Reading a sequential file in Basic.

Post questions here relative to DataStage Server Edition for such areas as Server job design, DS Basic, Routines, Job Sequences, etc.

Moderators: chulett, rschirm, roy

Post Reply
sandy_thomas
Participant
Posts: 9
Joined: Tue Dec 09, 2003 2:20 pm

Reading a sequential file in Basic.

Post by sandy_thomas »

Hi Every One,
Happy Holidays. You all have a good one.
Coming to the question.
I'm reading a sequential file in basic.
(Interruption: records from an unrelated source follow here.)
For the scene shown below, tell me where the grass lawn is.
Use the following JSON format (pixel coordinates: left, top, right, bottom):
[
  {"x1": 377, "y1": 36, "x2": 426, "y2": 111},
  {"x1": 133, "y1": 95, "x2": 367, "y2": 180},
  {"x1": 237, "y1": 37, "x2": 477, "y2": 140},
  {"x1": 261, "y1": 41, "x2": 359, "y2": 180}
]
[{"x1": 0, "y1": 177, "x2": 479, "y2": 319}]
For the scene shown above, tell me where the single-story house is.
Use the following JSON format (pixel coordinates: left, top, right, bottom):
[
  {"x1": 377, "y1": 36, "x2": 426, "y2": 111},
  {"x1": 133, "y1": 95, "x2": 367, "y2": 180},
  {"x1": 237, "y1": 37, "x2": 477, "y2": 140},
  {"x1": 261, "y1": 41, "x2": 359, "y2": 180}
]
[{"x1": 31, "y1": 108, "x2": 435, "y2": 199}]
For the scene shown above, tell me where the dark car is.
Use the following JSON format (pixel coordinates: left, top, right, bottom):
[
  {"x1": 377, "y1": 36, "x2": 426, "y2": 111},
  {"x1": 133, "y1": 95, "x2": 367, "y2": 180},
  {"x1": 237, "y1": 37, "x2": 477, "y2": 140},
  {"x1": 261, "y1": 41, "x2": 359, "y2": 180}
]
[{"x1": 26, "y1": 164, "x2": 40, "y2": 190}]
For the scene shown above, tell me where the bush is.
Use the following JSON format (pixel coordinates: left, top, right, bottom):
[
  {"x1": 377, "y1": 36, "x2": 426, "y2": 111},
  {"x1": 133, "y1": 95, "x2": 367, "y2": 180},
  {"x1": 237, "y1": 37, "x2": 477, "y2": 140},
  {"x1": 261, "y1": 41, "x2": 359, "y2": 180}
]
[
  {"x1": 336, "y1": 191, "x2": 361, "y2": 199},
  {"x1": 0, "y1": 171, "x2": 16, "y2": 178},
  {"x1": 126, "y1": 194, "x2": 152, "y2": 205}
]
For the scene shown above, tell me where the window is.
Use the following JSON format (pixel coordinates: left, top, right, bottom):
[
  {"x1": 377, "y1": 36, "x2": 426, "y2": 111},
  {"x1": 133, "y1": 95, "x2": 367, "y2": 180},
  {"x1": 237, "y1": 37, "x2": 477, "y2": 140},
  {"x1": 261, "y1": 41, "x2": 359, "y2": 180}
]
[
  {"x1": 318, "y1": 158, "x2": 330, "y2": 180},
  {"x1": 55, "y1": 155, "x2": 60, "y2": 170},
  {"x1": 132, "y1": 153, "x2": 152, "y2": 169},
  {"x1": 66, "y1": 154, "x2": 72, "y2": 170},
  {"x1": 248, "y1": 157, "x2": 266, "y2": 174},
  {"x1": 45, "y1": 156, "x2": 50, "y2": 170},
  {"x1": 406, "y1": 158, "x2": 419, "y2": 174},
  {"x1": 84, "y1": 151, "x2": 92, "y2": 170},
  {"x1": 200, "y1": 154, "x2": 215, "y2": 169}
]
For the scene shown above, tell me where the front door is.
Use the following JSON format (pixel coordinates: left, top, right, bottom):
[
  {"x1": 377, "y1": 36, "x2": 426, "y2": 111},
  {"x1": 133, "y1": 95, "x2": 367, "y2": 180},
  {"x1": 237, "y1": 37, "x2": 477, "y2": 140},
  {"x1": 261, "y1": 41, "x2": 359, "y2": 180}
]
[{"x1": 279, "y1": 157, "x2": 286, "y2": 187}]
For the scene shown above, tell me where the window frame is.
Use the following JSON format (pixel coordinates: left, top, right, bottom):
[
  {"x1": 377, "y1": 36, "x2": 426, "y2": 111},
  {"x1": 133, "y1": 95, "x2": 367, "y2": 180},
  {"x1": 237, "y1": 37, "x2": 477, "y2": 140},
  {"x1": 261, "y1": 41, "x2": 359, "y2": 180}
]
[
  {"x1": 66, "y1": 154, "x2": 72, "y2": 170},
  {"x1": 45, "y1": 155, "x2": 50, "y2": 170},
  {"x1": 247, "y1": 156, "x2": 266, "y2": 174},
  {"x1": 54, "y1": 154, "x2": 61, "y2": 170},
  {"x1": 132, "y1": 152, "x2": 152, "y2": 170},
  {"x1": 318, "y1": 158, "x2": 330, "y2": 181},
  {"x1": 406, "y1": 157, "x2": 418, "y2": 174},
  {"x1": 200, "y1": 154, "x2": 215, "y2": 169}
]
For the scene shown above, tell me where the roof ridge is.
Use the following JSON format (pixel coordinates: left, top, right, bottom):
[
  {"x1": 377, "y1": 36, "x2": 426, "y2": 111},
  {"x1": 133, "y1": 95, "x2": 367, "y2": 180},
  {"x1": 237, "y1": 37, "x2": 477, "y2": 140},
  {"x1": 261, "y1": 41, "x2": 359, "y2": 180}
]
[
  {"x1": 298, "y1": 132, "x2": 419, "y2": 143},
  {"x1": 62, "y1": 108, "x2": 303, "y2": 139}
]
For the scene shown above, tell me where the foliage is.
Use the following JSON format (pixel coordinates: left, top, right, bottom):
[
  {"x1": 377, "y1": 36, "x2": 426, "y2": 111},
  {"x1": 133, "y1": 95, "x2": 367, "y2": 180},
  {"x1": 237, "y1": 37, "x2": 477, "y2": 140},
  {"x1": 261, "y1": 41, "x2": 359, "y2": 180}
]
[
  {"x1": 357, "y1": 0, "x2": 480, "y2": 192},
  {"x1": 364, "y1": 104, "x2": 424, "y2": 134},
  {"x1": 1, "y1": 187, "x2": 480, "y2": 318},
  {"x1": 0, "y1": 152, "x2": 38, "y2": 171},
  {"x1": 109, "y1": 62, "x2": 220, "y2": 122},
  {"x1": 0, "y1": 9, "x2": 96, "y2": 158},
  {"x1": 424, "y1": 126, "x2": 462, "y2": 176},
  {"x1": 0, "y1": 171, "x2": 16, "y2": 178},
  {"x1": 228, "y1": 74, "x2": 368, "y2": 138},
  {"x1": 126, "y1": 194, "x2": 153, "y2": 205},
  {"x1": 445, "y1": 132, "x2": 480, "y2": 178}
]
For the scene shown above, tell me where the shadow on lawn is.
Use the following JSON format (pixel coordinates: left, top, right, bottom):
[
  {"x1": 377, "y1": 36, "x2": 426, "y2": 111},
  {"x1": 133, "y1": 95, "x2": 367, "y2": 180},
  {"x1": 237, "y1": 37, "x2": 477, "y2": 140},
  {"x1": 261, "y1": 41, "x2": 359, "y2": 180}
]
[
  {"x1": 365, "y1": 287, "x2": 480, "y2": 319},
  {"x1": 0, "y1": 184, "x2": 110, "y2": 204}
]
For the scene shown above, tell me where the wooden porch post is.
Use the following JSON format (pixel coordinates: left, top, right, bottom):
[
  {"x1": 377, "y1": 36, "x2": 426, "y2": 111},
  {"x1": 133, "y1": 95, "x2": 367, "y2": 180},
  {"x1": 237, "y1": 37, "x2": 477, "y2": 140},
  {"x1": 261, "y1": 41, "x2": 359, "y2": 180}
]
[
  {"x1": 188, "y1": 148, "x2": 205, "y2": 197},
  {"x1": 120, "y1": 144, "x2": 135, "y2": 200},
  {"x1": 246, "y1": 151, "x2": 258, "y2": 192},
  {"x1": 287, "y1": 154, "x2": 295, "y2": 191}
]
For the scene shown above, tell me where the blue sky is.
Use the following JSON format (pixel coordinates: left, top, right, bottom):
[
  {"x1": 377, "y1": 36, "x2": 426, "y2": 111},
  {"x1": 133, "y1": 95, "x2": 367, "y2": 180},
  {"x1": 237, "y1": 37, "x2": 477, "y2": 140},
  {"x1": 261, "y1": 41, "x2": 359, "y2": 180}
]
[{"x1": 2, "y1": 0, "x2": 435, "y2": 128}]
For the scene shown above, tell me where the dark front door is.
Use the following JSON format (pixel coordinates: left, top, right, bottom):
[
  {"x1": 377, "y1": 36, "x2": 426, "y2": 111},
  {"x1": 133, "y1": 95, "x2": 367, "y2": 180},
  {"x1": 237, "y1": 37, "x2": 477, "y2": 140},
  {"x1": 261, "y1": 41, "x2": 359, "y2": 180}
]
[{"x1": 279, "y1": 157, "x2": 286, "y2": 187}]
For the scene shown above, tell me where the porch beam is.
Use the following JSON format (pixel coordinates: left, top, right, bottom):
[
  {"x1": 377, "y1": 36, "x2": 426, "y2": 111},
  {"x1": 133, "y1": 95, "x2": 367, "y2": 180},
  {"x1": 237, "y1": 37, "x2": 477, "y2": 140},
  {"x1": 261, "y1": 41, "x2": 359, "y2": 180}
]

I just want to know whether it is possible to use any string functions on the record we read like COMPARE or STR or SUBSTRINGS?

like

Code: Select all

OPENSEQ 'INPUTFILE' TO READFILE
ELSE ABORT
END
SELECT READFILE
READSEQ FIRSTRECORD FROM READFILE THEN
X=SUBSTRINGS(FIRSTRECORD,10,2)
Y=COMPARE(X,INPUTARG)
IF(Y)
DO SOMETHING
END
Thanx in advance,
San
kcbland
Participant
Posts: 5208
Joined: Wed Jan 15, 2003 8:56 am
Location: Lutz, FL
Contact:

Post by kcbland »

This logic is very proper code for reading a sequential file into an array. FileName is the fully qualified path to a sequential file

Code: Select all

      RoutineName = "ReadSomething"
      Array = ""
      ReturnCode = 0
      Call DSLogInfo("Opening file: ":FileName, RoutineName)
      OPENSEQ FileName TO S.FileName Then
         Done = @FALSE
         Loop
            Readseq line from S.FileName Else Done = @TRUE
         Until Done Do
            Array<-1> = line
         Repeat
         CLOSESEQ S.FileName
      End Else
         Call DSLogWarn("Unable to open ":FileName, RoutineName)
         ReturnCode = 1
      End


Your file contents are in an array called Array and the pass/fail value is in ReturnCode. You should NOT use ABORT, as it will crash your job, which is undesirable.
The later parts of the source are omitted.